The Zionist lobbies went as far as calling Arun Gandhi a "bigot" for using the term "Jews" so-called loosely. Yet Zionists and prejudiced Jews commit far more generalization and serious, first-class, bigotry on daily bases by their generalizations, accusations, history distortions and treatment of Arabs, non-Arab Middle Easternsers and Moslems, but they are neither called bigots nor pressured to resign, sued or punished, not in Israel, not in Europe and certainly not in North America!!

The author of (at least the part I read below) Part 1 has adopted only crumbs of the truth upon which he/she built his analogy and reasoning. He/she wrote, "I think not. Anti-Arab prejudice has nothing to do with it".

Unfortunately, it has a lot to do with it.

Cordially,

Wafaa' Al-Natheema

Institute of Near Eastern & African Studies (INEAS)

P.O. Box 425125

Cambridge, MA. 02142 USA

Website: http://www.INEAS.org

Joachim Martillo said...

David Shasha discussed the terminology issue in On the Use of the Term "Arab Jew", which he published in The American Muslim, which is an ezine edited by Sheila Musaji.

I took part in an earlier discussion between Wafaa and David Sluglett. (See Peter Sluglett on IRAQI Jews.)

Salam Adil summarizes the Sluglett debate in his Asterism blog at Sluglett gets Slugged.

Joachim Martillo said...

Found a source for the term "Christian Jew" in The Ashkenazic Jews: A Slavo-Turkic People In Search of a Jewish Identity by Paul Wexler (p. 203).

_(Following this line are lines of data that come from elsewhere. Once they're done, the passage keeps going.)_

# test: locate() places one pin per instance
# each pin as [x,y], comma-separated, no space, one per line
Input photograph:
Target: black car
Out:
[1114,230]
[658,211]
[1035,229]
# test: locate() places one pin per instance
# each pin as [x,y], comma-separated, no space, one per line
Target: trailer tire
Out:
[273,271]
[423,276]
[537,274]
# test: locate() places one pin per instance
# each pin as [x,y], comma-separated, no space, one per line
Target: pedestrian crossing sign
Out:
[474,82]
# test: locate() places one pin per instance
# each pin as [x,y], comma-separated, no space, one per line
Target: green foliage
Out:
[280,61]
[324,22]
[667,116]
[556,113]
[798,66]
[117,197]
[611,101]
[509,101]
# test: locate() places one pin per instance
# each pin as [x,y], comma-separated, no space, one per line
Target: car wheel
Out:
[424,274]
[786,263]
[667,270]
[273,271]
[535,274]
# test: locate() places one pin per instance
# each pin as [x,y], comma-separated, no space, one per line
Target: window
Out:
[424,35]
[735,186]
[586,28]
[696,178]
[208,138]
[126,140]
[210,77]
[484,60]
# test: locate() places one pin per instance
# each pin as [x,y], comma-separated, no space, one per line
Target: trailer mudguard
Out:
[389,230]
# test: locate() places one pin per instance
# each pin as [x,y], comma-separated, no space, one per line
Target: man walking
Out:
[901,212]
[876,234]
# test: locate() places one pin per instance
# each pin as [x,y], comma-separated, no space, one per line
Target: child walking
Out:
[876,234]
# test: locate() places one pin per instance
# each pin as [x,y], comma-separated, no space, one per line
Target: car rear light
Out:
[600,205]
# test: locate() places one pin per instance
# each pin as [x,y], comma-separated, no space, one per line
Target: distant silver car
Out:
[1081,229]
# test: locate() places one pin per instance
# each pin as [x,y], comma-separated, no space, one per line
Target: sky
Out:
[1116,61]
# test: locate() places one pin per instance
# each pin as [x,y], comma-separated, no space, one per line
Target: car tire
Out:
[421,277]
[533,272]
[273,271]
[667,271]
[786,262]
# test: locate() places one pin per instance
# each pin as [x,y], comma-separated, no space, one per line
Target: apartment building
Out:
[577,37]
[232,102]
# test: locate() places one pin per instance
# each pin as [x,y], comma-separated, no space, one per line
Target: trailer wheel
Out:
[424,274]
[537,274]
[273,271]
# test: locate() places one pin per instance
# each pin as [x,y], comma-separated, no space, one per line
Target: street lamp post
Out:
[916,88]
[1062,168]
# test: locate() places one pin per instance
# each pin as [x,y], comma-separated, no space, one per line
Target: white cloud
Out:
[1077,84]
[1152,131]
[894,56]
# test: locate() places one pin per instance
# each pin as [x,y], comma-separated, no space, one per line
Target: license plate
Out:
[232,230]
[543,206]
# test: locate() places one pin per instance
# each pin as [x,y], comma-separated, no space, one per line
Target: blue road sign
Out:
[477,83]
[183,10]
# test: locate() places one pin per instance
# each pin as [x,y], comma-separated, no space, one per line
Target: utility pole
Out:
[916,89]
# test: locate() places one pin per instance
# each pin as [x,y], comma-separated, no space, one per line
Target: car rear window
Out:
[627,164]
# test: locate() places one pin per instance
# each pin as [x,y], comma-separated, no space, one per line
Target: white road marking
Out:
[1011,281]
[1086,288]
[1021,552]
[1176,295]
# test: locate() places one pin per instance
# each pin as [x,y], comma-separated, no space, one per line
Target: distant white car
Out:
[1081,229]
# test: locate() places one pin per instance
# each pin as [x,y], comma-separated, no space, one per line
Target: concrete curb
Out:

Theoretically, Jewish groups could differ in the extent to which they retained a Palestinian Jewish ethnic component. But given the extreme racial heterogeneity of the contemporary Jews, it is more likely that no Jewish community is racially "pure" -- including the European Jews, who often resemble coterritorial [sic] or contiguous non-Jewish groups no less than the tiny Afro-Asian Jewish groups mentioned above. I fail to see how the nationalist Belorussian Jewish historian, Simon Dubnow (1860-1941), could have regarded the Jews as the relatively purest of all existing ethnic groups, especially since much work on discontinuities among the Jews had been done by his time (see Ginsberg 1963:41-2; on relative purity, see also Mourant 1959:171). A geographically Euro-or racially Caucaso-centered view is hardly convincing, as non-European Jews themselves were quick to point out when they first encountered European visitors who claimed to be Jews. For example, the Yemenites were so sceptical [sic] that light-skinned people could be Jews that they coined the label "Christian Jew" for visiting European Jews. See the Judeo-Arabic term yehudi nasrani (in Godbey's spelling 1930:186 and fn 20, citing Landberg 1906:273). The Black Jews of Cochin, Kerala State (India), also call the white Jews "Christians" (Malayalam meholah [?]: Godbey 1930:356, who call them under the old British administrative term "Madras" Jews).

Ginsberg, M. (1963). On Dubnow's concept of Jewish history. Simon Dubnov. L'homme et son ouevre, ed. A. Steinberg, 41-56. Paris.

Mourant, A.E. (1959). The blood groups of the Jews. JJS 1(2): 155-76.

JJS -- Jewish journal of sociology

Godbey, A. H. (1930). The lost tribes, a myth. Suggestions towards rewriting Hebrew history. Durham, NC.

Landberg, Comte de (1906). Etudes sur les dialects de l'arabe meriodionale 1. Leiden.